ESMValGroup / ESMValCore

ESMValCore: A community tool for pre-processing data from Earth system models in CMIP and running analysis scripts.
https://www.esmvaltool.org
Apache License 2.0
42 stars 38 forks source link

Speed up loading for ACCESS-ESM non-CMOR datasets #2487

Open rhaegar325 opened 4 months ago

rhaegar325 commented 4 months ago

Hi, Develop team, in the last few month we developed a cmoriser for ACCESS-ESM raw data in ESMValCore.

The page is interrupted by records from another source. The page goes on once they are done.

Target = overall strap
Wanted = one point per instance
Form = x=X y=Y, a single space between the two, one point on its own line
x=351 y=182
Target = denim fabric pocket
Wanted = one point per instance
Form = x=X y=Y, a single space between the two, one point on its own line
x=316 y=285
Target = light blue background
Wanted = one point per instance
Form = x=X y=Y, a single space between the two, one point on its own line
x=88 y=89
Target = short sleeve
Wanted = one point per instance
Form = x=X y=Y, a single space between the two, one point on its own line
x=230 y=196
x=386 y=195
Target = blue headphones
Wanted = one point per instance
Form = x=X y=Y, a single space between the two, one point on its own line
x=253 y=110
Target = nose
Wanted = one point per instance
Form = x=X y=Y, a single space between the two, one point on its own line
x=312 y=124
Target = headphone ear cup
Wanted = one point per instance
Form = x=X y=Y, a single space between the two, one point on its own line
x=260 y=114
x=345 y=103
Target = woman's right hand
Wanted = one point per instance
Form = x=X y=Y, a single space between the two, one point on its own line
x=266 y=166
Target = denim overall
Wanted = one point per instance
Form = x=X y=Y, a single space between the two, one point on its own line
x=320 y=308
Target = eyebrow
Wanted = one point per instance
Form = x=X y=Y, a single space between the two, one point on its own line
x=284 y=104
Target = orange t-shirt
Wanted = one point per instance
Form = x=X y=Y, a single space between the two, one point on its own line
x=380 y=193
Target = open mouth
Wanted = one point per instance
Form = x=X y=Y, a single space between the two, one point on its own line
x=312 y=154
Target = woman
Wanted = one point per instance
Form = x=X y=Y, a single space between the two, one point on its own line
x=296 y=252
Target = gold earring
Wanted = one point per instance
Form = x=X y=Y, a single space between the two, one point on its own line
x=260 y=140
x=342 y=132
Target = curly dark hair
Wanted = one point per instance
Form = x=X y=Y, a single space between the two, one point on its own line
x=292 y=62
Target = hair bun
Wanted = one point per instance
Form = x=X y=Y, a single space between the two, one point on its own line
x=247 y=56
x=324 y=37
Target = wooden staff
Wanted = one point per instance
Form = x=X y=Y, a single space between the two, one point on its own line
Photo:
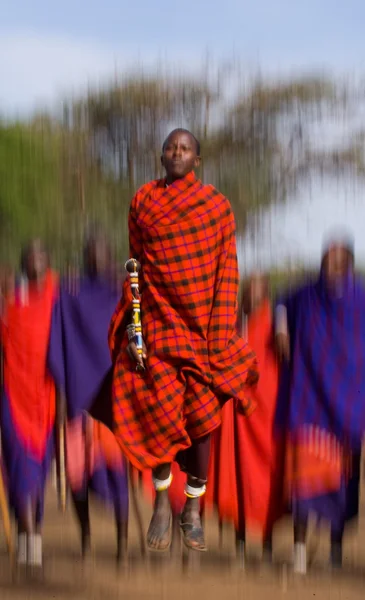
x=133 y=266
x=6 y=519
x=62 y=485
x=61 y=453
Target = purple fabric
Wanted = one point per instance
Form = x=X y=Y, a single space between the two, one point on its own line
x=325 y=382
x=337 y=508
x=26 y=477
x=79 y=360
x=79 y=356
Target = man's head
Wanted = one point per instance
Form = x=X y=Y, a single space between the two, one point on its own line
x=337 y=262
x=34 y=260
x=255 y=291
x=97 y=254
x=180 y=154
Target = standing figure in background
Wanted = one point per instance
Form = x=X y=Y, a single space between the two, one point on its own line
x=320 y=332
x=28 y=401
x=183 y=234
x=247 y=461
x=79 y=360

However, due to the different way to store the data(typically cmored data was store by single variable in all time-range in a file, ACCESS-ESM data was stored by one timestamp with all variables in one file), if we still use the default way in esmvalcore to load ACCESS-ESM data, that will cause a huge time and memory cost. so I was wondering if we could build a load method for ACCESS-esm raw data that will be super helpful, won't need to be conplex, just a filter to select file within time-range which specified in recipe would be good.

I open this issue to see if anyone have good idea about how to do that. I am willing to implement myself, just need to know which way was the best that both of us will accept.

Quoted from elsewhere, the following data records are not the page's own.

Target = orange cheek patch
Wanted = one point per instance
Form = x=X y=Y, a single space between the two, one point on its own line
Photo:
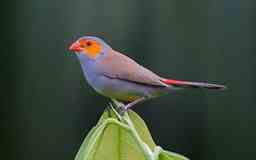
x=93 y=50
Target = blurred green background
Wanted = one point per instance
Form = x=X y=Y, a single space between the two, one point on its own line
x=47 y=107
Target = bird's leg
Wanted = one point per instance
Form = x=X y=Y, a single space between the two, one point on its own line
x=129 y=105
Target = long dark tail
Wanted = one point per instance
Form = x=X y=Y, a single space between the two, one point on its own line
x=187 y=84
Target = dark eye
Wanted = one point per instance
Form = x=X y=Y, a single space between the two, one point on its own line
x=88 y=43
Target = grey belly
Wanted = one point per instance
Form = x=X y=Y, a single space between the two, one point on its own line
x=125 y=90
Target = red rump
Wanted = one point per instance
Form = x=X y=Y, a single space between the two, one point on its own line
x=187 y=84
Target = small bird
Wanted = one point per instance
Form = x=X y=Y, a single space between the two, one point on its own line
x=120 y=78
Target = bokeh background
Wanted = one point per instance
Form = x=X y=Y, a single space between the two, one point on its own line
x=47 y=107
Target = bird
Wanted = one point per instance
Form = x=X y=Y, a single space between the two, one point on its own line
x=120 y=78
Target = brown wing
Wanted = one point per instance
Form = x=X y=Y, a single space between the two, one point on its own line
x=117 y=65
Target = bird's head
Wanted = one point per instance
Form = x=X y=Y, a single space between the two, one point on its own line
x=90 y=46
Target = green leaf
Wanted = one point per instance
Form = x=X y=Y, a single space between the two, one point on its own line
x=122 y=138
x=142 y=129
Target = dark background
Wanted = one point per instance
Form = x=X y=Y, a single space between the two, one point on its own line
x=47 y=107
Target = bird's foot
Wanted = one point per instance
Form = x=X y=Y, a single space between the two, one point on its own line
x=120 y=107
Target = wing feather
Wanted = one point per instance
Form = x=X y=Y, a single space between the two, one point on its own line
x=119 y=66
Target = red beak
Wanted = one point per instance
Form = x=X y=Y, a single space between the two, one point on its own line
x=75 y=47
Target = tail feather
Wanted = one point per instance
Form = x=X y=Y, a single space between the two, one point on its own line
x=187 y=84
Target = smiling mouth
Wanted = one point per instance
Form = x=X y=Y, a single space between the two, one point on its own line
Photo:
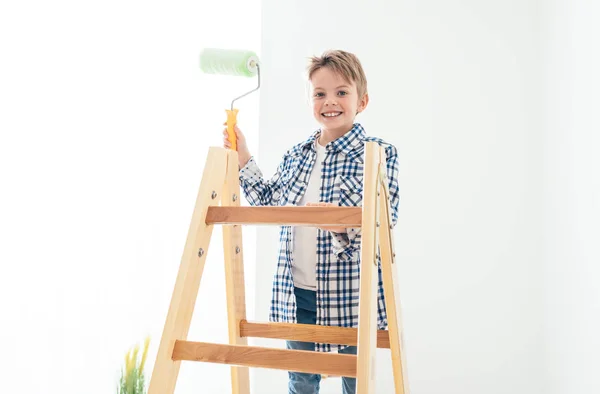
x=331 y=114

rbeucher commented 4 months ago

Hi @bouweandela, @valeriupredoi,

We are encountering an issue with the output of the ACCESS-ESM model, specifically with the atmospheric data. The data is stored as follows:

./atm/netCDF/:
HI-CN-05.pa-185001_mon.nc
HI-CN-05.pa-185002_mon.nc
HI-CN-05.pa-185003_mon.nc
HI-CN-05.pa-185004_mon.nc
HI-CN-05.pa-185005_mon.nc
HI-CN-05.pa-185006_mon.nc
HI-CN-05.pa-185007_mon.nc
HI-CN-05.pa-185008_mon.nc
HI-CN-05.pa-185009_mon.nc
HI-CN-05.pa-185010_mon.nc

All monthly variables are stored in a single netCDF file.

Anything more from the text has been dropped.